Thursday, December 6, 2007

WoW makes $520 million of profit a year

Businessweek has an article about the Activision Blizzard merger, and among the financial results that had to be revealed for that merger is the nugget that World of Warcraft is projected to make a profit of $520 million on revenues of $1.1 billion. Given how the development cost for World of Warcraft was estimated to have been less than $50 million, making over 10 times your investment per year in profit is really outstanding. No wonder everybody wants a piece of that pie.

On the other hand careful observers will have noted the disparity between the reported 9.3 million users and the $1.1 billion of revenues. World of Warcraft is still one of the best-selling video games every month, and they sold millions of copies of Burning Crusade for $40 each this year, so a good part of those revenues comes from box sales. Thus Blizzard makes less than $100 per subscriber per year. A US subscriber pays between $156 and $180 per year. To bring the average down to $100, there must be a lot of Chinese subscribers all bringing in a lot less than $100 per year to Blizzard. If we assume 4 million US / Euro players each paying $160 a year ($640 million total), and $300 million is box sales of TBC and WoW in 2007, that leaves us only $160 million revenue for the remaining 5.3 million Chinese players, each paying $30 per year. If we believe the Chinese to bring in more than $30 per year revenue, we'd have to revise our estimates on the number of US / Euro players downwards. Which would be my best guess, albeit only based on anecdotal evidence of reported problems with underpopulated servers.

Furthermore the recent growth in China can be explained by the fact that they got the expansion only in September. It is reasonable to assume that in China the player numbers will decrease as well a few months after the TBC release, just like they did over here.

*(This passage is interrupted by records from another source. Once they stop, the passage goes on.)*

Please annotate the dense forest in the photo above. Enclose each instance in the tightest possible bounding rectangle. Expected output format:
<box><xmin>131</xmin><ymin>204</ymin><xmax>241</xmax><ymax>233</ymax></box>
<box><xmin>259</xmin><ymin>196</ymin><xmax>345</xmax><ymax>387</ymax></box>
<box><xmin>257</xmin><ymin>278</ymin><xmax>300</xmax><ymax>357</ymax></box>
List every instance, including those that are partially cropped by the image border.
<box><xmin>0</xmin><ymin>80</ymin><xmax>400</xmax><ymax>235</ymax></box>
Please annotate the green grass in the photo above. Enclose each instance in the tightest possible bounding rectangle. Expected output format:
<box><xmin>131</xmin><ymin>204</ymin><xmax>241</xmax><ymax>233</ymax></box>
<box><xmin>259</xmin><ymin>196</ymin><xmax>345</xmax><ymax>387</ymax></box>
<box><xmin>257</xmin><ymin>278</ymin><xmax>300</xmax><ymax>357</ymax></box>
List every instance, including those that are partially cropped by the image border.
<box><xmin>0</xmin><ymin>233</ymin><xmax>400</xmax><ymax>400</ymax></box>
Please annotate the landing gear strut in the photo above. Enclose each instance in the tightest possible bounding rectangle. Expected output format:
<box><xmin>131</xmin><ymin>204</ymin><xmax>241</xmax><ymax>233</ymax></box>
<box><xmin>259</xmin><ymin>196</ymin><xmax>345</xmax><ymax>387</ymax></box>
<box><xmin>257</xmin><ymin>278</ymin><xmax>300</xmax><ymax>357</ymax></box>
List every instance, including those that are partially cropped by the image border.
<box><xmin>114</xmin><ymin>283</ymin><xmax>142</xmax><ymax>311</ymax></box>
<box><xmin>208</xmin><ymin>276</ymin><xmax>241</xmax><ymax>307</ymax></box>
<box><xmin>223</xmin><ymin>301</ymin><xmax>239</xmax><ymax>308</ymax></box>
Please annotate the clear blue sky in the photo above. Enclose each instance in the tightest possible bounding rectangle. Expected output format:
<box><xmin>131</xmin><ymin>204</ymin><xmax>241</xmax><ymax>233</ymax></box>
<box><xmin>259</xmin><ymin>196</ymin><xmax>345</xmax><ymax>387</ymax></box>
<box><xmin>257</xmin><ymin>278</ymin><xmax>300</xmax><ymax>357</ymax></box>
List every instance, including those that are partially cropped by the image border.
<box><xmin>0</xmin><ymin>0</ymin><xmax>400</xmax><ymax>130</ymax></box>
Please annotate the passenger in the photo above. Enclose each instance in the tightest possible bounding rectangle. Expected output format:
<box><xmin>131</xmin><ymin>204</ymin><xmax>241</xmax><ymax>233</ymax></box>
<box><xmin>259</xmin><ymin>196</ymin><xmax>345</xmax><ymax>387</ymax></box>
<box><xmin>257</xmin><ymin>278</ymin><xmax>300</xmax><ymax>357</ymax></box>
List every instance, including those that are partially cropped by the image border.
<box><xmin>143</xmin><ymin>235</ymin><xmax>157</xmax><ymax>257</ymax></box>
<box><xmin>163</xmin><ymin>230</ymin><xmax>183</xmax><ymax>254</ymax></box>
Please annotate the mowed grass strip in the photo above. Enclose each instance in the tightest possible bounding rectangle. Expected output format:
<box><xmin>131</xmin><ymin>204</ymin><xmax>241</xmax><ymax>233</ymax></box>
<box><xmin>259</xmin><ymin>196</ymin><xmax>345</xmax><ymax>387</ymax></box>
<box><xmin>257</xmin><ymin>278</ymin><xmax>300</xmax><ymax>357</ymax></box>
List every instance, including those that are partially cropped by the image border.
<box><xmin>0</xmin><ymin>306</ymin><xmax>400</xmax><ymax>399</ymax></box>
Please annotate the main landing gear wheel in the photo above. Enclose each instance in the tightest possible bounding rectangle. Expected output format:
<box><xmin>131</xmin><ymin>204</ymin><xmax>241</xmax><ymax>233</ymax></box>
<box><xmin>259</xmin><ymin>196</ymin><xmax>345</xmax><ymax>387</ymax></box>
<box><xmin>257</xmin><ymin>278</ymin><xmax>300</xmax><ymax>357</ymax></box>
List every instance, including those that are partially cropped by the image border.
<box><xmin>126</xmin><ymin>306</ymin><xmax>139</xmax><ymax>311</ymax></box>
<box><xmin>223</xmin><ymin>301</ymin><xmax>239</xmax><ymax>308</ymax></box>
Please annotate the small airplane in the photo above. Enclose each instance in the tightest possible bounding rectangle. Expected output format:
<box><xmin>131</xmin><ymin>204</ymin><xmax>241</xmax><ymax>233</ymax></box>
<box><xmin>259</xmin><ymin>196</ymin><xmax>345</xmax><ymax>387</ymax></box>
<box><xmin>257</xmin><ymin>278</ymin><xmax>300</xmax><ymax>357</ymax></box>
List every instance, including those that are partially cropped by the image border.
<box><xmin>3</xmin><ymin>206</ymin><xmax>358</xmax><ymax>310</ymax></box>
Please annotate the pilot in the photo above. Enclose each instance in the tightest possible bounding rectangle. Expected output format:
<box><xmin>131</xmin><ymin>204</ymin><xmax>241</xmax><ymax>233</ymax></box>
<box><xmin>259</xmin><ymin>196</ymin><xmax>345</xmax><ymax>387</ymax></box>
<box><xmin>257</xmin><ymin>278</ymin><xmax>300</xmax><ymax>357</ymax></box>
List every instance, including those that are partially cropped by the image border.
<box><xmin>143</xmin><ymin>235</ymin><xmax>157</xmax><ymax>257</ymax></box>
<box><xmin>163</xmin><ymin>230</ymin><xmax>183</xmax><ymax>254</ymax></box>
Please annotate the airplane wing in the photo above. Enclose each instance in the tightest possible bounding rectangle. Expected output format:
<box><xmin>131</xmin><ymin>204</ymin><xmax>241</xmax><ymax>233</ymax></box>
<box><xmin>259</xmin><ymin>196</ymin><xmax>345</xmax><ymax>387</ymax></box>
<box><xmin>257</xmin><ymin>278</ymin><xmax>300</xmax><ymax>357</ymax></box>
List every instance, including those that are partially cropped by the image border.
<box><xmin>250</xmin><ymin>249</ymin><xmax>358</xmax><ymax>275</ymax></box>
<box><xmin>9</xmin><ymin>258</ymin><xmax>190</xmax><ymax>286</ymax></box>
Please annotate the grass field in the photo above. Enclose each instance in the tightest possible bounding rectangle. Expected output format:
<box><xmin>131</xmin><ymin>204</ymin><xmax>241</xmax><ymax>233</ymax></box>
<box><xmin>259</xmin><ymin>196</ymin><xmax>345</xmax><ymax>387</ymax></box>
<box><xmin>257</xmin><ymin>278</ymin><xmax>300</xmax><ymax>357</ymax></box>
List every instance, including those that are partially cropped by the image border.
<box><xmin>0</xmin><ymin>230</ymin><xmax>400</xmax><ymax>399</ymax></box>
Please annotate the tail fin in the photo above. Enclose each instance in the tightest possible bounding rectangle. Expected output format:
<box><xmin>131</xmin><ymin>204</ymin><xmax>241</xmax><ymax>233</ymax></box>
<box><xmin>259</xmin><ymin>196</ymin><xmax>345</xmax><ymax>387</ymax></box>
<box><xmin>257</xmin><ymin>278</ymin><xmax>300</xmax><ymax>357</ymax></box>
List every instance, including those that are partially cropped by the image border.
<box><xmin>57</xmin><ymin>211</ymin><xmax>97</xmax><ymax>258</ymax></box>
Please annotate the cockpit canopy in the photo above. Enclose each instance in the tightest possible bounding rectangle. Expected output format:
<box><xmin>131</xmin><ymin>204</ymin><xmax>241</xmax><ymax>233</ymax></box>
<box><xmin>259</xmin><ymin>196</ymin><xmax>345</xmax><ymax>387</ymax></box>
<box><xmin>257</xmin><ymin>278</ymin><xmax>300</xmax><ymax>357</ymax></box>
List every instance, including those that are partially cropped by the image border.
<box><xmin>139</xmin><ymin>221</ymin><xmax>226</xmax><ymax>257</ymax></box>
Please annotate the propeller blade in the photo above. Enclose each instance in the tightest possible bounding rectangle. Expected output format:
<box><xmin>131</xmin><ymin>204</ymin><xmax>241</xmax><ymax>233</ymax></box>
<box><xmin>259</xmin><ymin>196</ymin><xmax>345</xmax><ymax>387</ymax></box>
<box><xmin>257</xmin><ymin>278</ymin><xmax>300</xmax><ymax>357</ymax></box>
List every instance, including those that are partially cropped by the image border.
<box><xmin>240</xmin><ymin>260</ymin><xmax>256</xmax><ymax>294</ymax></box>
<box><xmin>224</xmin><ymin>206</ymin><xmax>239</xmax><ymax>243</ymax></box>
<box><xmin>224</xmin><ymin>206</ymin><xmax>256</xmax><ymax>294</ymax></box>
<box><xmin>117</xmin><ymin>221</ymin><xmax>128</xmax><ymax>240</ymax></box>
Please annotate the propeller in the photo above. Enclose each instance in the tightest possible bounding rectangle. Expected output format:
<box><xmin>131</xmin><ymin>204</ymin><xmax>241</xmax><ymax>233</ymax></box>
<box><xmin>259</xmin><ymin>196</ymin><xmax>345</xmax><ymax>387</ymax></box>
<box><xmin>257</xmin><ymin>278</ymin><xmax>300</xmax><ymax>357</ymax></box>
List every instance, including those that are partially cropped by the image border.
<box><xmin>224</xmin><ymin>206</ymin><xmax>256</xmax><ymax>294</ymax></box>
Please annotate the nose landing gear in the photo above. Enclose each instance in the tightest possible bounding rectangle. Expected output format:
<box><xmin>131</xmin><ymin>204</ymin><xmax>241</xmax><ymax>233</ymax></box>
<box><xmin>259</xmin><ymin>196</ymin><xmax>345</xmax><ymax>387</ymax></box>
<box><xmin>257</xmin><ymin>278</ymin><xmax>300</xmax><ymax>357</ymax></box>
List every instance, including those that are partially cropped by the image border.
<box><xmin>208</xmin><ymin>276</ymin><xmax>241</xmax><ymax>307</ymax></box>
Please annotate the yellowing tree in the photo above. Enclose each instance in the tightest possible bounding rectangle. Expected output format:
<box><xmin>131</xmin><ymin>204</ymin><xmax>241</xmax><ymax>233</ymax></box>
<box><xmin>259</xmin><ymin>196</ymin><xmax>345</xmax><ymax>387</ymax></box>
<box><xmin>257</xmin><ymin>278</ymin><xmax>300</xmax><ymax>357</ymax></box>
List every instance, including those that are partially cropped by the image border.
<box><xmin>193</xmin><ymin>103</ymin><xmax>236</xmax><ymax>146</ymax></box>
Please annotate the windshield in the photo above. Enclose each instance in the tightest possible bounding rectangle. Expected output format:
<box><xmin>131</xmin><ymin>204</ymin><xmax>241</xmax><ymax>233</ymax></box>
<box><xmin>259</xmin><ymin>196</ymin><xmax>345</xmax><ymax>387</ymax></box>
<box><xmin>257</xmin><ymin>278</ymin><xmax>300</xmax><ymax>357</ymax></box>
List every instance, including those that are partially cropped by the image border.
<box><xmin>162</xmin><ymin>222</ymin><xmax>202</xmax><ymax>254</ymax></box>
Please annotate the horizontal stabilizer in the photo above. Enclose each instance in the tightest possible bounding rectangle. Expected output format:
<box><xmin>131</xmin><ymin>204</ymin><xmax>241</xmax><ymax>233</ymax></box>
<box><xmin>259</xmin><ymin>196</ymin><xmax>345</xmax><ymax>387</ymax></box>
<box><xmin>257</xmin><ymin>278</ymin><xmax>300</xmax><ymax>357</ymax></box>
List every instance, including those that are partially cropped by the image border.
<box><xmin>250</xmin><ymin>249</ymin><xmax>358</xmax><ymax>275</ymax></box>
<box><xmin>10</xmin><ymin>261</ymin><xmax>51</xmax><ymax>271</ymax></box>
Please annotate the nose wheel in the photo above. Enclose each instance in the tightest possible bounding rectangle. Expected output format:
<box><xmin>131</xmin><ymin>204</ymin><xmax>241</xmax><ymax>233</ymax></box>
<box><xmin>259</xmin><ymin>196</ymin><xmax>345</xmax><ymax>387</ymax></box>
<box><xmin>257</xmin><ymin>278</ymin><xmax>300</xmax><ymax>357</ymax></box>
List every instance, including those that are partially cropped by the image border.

The financial result of World of Warcraft in 2008 will depend very much on when that expansion comes out in the different regions, and whether they can again get such a huge wave of resubscriptions for the second expansion as they got for the first. I'd say Vivendi picked a good time for their merger, it is totally possible that next years profit numbers will be lower. Which is still a ton of money, but financial analysts don't like decreasing profits.